Après deux semaines d’enchères en ligne chez Christie’s – première fois que la maison propose une pièce 100% virtuelle – son « Everyday : the First 5.000 days », a été adjugé 69,3 millions de dollars. Le propulsant dans la catégorie des artistes les plus chers de leur vivant, derrière David Hockney ou Jeff Koons. Everyday : the First 5.000 Days, assemblage de dessins et animations réalisés quotidiennement durant 5.000 jours d’affilée, situe Mike Winkelmann (le vrai nom de Beeple), parmi les trois artistes les plus chers du monde de leur vivant, tous supports confondus. Il n’avait vendu aucune oeuvre il y a six mois mais l’artiste américain incarne désormais la fièvre des collectionneurs numériques, qui déversent des milliards sur un marché en pleine explosion.
Ce père de famille de Charleston, en Caroline du Sud, avoue que tout cela lui donne un peu « le tournis ». Fin février, une autre de ses oeuvres, Crossroads, s’était revendue 6,6 millions de dollars (dont Beeple a touché 10%) sur la plateforme Nifty Gateway, spécialisée dans les oeuvres virtuelles. Et une animation qu’il avait lui-même vendue fin octobre 2020, pour un dollar symbolique, a récemment été acquise pour 150 000 dollars.

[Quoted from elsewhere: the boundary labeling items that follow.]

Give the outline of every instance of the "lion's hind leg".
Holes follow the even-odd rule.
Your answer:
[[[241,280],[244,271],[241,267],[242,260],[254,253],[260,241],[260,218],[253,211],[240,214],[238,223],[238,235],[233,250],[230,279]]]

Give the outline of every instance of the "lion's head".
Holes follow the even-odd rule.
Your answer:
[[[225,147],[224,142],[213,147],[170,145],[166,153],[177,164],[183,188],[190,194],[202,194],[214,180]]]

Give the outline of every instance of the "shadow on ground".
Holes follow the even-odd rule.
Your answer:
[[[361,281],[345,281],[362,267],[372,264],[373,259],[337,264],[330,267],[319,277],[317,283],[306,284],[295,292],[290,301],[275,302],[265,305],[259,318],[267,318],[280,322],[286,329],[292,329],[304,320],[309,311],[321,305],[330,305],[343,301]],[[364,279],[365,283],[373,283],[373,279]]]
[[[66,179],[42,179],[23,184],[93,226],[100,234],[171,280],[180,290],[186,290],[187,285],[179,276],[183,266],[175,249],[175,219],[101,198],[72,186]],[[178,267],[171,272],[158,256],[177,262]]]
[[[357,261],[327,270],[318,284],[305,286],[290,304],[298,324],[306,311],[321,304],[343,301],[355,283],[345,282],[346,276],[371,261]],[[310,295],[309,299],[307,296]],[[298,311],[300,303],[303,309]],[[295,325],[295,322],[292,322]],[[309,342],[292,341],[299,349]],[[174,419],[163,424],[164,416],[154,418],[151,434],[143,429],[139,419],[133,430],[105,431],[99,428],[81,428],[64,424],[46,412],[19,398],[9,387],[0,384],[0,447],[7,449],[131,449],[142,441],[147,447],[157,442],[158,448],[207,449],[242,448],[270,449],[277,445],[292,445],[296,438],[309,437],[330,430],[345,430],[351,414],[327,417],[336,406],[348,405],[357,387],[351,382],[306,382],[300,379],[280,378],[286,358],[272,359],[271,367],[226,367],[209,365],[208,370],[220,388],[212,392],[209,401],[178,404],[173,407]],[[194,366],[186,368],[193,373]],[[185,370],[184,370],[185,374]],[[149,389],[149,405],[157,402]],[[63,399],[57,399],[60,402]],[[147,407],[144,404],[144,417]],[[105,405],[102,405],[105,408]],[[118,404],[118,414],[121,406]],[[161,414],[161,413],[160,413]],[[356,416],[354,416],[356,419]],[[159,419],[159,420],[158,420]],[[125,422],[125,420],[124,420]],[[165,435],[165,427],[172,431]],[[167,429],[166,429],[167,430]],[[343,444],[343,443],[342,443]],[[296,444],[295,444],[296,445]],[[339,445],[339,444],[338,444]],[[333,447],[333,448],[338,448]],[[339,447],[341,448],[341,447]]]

L’oeuvre proposée chez Christie’s s’appuie sur un projet atypique de long terme, celui de réaliser, chaque jour, une oeuvre, sans interruption, pour progresser en dessin et graphisme.
Concepteur de sites internet lassé par son emploi, Mike Winkelmann s’est lancé en mai 2007 dans Everyday et en est désormais à 5.062 jours consécutifs. The First 5.000 days réunit, sous forme numérique, ses 5 000 premiers dessins et animations. Pendant 14 ans, il a accumulé près de deux millions d’abonnés sur Instagram et collaboré avec de grandes marques ou des musiciens célèbres, attirés par son univers graphique, sans pour autant vendre aucune oeuvre à son nom. Mais en quelques jours, une nouvelle technologie l’a placé en orbite, pour en faire l’un des artistes les plus en vogue du monde.
Elle permet de commercialiser des oeuvres, et à peu près tout ce qui est imaginable sur internet sous la forme de « NFT », pour « non-fungible token », ou jeton non fongible. Cette appellation, née en 2017, recouvre tout objet virtuel à l’identité, l’authenticité et la traçabilité en théorie incontestable et inviolable, grâce à la technologie dite de la « blockchain », utilisée pour les cryptomonnaies telles le bitcoin.
L’important, c’est la rareté
« Je crée de l’art numérique depuis un moment maintenant », explique Mike Winkelmann « mais ce truc de NFT, c’est nouveau pour moi. (…) J’avais l’impression que ça sortait de nulle part. » « C’est comme si, tout d’un coup, y avait le moyen parfait pour vendre les oeuvres que je fais depuis une décennie », s’émerveille-t-il.
« Ce n’est que lorsqu’il s’est mis aux NFT, en octobre, qu’il a pu entrer sur le marché et vendre son art comme le fait un peintre ou un sculpteur », explique Noah Davis, expert de Christie’s. « Ça fait 20 ans que j’essaye de convaincre les gens qu’un fichier numérique peut être considéré comme de l’art », explique Steven Sacks, propriétaire de la galerie new-yorkaise bitforms.
Jusqu’ici, « nous avions vendu beaucoup d’oeuvres mais à une toute petite communauté de gens dans le monde de l’art. » « Maintenant », dit-il, « vous avez des millions de gens qui considèrent ça comme un support légitime. » « L’aspect artistique est superficiel » pour beaucoup de ces collectionneurs, regrette-t-il. « L’important pour eux, c’est la rareté. » « Il y aura probablement une bulle », estime Mike Winkelmann, qui compare le phénomène à la bulle internet des années 2000.
Beeple songe déjà à des expositions physiques après la pandémie, et plus généralement, à donner à certains de ses travaux une incarnation matérielle.